The Egyptian pound has fallen past the critical 50-to-the-dollar threshold, reflecting deepening investor anxiety as Middle East conflict intensifies. The currency's drop underscores growing capital flight and economic strain in a region already under geopolitical pressure.
- Egyptian pound fell below 50 EGP per USD, its weakest level since early 2026
- 12% depreciation in EGP over one month amid regional instability
- Brent crude (CL=F) rose 3.8% on heightened geopolitical risk
- VIX index climbed to 28.4, signaling elevated market volatility
- Egypt’s foreign reserves dropped to $38.5 billion from $39.7 billion in January
- Egyptian inflation reached 34.7% year-on-year, exacerbating economic pressures
The Egyptian pound has depreciated sharply, trading below 50 EGP per U.S. dollar in interbank markets, marking a new low since the escalation of regional hostilities in early 2026. This decline follows a 12% drop in the currency's value over the past month, driven by rising uncertainty and reduced foreign inflows. The depreciation comes amid heightened military activity across the Red Sea and Gulf regions, which has disrupted shipping routes and increased insurance premiums for maritime transport. The weakening of the EGP has triggered a broader regional risk reassessment. Energy markets have reacted, with Brent crude futures (CL=F) rising 3.8% over the past week as traders factor in increased volatility and supply chain vulnerabilities. The VIX index (^VIX), a measure of market fear, has climbed to 28.4, its highest level since late 2023, signaling elevated investor anxiety across global equities and commodities. Egypt’s central bank has intervened multiple times by selling foreign reserves to stabilize the currency, but these efforts have failed to halt the slide.

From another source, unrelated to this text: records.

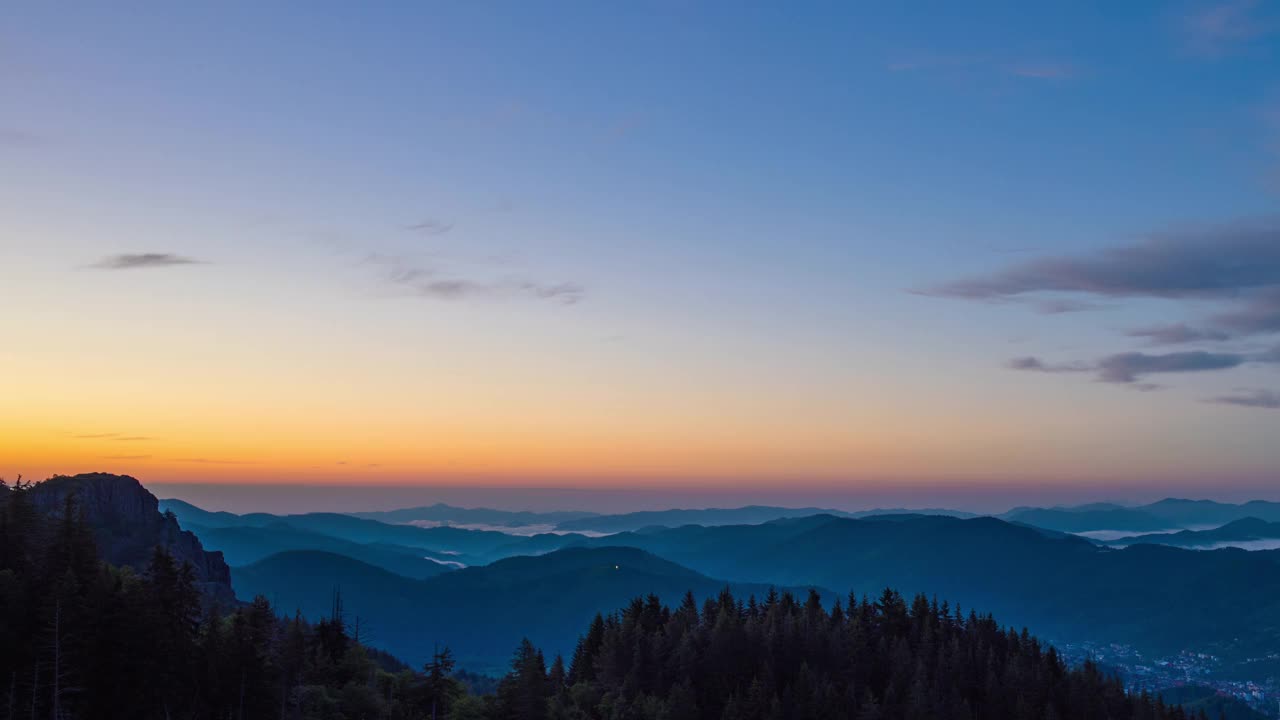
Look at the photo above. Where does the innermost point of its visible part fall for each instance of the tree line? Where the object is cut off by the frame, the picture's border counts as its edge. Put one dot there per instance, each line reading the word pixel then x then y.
pixel 86 639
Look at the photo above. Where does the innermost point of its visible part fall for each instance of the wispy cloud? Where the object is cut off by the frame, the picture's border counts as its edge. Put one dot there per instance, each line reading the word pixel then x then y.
pixel 1042 71
pixel 14 137
pixel 1223 27
pixel 1203 263
pixel 440 283
pixel 131 261
pixel 984 64
pixel 211 461
pixel 1060 306
pixel 430 226
pixel 113 437
pixel 1264 399
pixel 1129 367
pixel 1132 367
pixel 1178 333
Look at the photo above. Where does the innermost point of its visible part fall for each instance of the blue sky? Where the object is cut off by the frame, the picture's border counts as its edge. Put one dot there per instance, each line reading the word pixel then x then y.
pixel 681 222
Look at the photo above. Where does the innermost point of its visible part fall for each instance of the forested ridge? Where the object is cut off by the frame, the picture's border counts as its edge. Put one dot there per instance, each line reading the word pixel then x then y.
pixel 86 639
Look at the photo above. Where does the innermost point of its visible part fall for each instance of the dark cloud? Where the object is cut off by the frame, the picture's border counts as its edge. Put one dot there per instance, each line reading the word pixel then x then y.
pixel 129 261
pixel 430 227
pixel 1207 263
pixel 1258 314
pixel 1264 399
pixel 1178 333
pixel 1128 367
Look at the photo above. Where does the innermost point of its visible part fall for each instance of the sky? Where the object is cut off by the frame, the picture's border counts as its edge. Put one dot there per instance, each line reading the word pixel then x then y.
pixel 846 251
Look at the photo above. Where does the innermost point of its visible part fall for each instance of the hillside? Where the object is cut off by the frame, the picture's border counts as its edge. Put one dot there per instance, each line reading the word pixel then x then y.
pixel 247 545
pixel 1249 533
pixel 1066 587
pixel 480 613
pixel 467 546
pixel 1169 514
pixel 128 524
pixel 711 516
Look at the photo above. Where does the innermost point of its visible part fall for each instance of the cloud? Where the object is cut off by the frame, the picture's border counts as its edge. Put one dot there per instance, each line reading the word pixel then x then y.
pixel 1042 71
pixel 435 282
pixel 1205 263
pixel 430 227
pixel 1060 306
pixel 113 437
pixel 1178 333
pixel 1128 367
pixel 129 261
pixel 1036 364
pixel 1031 69
pixel 14 137
pixel 1260 314
pixel 1264 399
pixel 1223 27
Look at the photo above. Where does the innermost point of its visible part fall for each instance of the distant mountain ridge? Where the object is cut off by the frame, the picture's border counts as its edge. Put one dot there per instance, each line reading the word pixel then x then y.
pixel 1237 532
pixel 479 613
pixel 1065 586
pixel 1169 514
pixel 443 543
pixel 451 514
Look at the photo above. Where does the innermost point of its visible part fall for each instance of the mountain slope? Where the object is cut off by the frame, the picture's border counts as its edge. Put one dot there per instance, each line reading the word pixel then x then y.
pixel 480 613
pixel 1091 520
pixel 247 545
pixel 470 547
pixel 128 524
pixel 1065 587
pixel 1249 533
pixel 451 515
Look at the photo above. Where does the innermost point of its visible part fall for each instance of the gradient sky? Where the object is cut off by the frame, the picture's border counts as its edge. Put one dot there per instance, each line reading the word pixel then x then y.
pixel 836 247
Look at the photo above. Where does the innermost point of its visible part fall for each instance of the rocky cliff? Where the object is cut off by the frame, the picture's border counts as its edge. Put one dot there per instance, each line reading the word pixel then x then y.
pixel 128 525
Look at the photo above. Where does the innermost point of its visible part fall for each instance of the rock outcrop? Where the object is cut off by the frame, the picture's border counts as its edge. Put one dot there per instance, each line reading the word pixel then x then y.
pixel 128 525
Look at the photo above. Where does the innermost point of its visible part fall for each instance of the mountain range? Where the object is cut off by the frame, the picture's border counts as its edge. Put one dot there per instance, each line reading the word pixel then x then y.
pixel 1069 588
pixel 1249 533
pixel 479 613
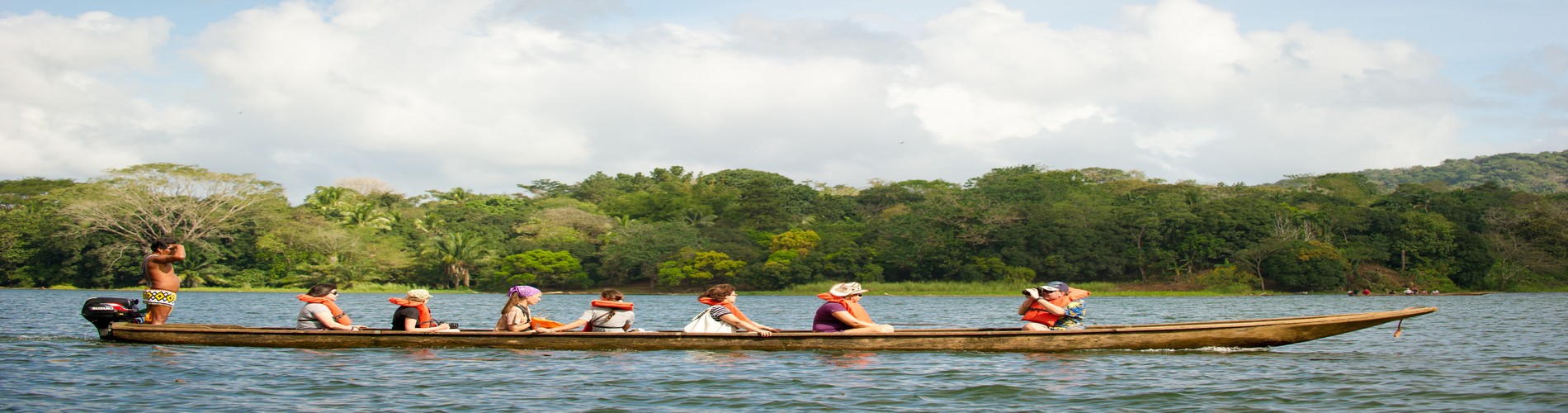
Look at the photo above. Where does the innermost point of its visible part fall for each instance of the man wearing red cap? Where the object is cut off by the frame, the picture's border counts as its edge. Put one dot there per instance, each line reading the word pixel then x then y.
pixel 1052 306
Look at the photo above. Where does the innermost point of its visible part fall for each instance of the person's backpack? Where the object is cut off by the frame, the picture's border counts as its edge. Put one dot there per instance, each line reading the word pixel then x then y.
pixel 705 322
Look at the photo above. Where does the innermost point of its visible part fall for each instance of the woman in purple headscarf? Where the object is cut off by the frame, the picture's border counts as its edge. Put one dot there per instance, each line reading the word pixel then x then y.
pixel 517 315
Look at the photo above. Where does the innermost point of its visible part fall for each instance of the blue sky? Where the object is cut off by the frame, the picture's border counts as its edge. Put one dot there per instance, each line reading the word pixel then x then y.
pixel 488 95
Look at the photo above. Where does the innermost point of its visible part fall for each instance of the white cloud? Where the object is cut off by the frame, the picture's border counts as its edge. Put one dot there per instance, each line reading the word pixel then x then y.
pixel 484 95
pixel 63 111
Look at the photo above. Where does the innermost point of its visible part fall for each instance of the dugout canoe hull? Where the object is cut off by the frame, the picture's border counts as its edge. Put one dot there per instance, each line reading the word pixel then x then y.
pixel 1188 335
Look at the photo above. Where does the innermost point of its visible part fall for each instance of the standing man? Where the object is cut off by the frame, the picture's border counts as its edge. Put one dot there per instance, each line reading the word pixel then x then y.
pixel 157 270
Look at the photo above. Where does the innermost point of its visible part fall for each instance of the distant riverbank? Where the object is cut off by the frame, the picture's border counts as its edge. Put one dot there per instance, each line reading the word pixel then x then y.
pixel 905 287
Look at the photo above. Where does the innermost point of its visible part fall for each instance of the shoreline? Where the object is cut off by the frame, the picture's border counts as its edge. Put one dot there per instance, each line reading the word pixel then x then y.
pixel 645 291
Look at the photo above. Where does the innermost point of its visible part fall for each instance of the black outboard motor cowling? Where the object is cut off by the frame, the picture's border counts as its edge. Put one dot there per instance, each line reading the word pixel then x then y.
pixel 102 311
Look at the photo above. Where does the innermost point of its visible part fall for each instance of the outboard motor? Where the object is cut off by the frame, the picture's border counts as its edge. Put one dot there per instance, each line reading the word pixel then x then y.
pixel 102 311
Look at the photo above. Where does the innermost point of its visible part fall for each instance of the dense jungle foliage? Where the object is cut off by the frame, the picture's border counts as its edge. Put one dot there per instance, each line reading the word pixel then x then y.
pixel 676 230
pixel 1537 173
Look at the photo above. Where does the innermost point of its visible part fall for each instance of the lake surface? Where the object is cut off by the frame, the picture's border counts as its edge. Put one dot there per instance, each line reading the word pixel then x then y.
pixel 1479 352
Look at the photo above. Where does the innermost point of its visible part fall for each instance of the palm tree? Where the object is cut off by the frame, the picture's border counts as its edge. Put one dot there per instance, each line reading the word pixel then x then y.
pixel 456 197
pixel 458 254
pixel 366 214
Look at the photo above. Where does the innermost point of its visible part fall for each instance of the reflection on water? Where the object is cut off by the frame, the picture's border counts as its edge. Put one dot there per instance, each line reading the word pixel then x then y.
pixel 1515 360
pixel 846 360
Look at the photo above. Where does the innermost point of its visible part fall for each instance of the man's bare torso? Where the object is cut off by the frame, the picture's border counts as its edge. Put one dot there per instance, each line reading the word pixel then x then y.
pixel 160 275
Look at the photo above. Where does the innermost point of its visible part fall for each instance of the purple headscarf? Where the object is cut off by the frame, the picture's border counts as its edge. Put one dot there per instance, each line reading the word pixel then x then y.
pixel 524 291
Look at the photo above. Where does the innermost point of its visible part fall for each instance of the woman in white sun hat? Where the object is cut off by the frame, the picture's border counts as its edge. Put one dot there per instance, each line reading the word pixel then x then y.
pixel 843 311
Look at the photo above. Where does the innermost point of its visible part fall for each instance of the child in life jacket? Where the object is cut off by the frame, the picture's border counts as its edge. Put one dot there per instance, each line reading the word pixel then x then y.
pixel 1052 306
pixel 413 313
pixel 607 315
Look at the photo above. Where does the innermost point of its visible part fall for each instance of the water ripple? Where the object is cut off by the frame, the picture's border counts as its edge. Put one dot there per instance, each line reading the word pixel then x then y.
pixel 1442 362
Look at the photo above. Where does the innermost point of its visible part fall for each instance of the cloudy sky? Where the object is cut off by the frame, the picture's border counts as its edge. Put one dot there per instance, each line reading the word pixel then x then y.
pixel 488 95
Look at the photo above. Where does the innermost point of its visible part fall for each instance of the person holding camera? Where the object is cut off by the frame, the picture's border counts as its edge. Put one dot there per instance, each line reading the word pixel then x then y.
pixel 322 313
pixel 1052 306
pixel 413 313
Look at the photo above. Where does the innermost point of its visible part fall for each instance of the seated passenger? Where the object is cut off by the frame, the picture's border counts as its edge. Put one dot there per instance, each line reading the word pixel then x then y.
pixel 843 313
pixel 1052 306
pixel 413 313
pixel 607 315
pixel 517 315
pixel 721 292
pixel 320 310
pixel 720 317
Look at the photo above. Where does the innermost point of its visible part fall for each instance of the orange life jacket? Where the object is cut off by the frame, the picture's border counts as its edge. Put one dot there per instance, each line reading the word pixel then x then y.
pixel 612 306
pixel 731 306
pixel 423 311
pixel 855 308
pixel 338 313
pixel 1037 313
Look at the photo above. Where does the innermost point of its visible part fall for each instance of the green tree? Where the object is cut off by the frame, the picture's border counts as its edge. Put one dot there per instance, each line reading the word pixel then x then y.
pixel 1308 266
pixel 555 269
pixel 458 254
pixel 700 266
pixel 635 250
pixel 165 200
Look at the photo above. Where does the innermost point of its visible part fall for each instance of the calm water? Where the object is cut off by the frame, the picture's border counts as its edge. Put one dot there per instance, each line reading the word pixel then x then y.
pixel 1489 352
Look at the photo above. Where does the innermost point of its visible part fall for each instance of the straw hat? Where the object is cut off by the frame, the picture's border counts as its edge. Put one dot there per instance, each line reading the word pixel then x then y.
pixel 846 289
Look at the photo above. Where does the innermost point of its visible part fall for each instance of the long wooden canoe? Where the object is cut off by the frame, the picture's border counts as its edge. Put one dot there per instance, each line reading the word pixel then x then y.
pixel 1184 335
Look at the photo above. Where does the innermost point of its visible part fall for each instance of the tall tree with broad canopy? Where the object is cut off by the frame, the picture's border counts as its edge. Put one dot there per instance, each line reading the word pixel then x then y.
pixel 149 202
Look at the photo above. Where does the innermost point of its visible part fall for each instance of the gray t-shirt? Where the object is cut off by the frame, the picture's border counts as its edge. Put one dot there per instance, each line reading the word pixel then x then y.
pixel 308 316
pixel 611 324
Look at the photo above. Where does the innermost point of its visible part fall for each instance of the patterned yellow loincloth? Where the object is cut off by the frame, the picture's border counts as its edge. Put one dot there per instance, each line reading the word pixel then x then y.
pixel 157 297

The country’s foreign exchange reserves have declined by $1.2 billion since January, now standing at $38.5 billion, according to official data. With inflation reaching 34.7% year-on-year and the government facing mounting debt-service costs, fiscal pressures are intensifying. The situation has increased risk premiums for defense contractors and energy firms with regional exposure. Companies in the defense sector see higher operational costs due to increased security expenditures, while energy firms report rising insurance and logistics fees for vessels navigating the Red Sea, impacting profitability and supply forecasts.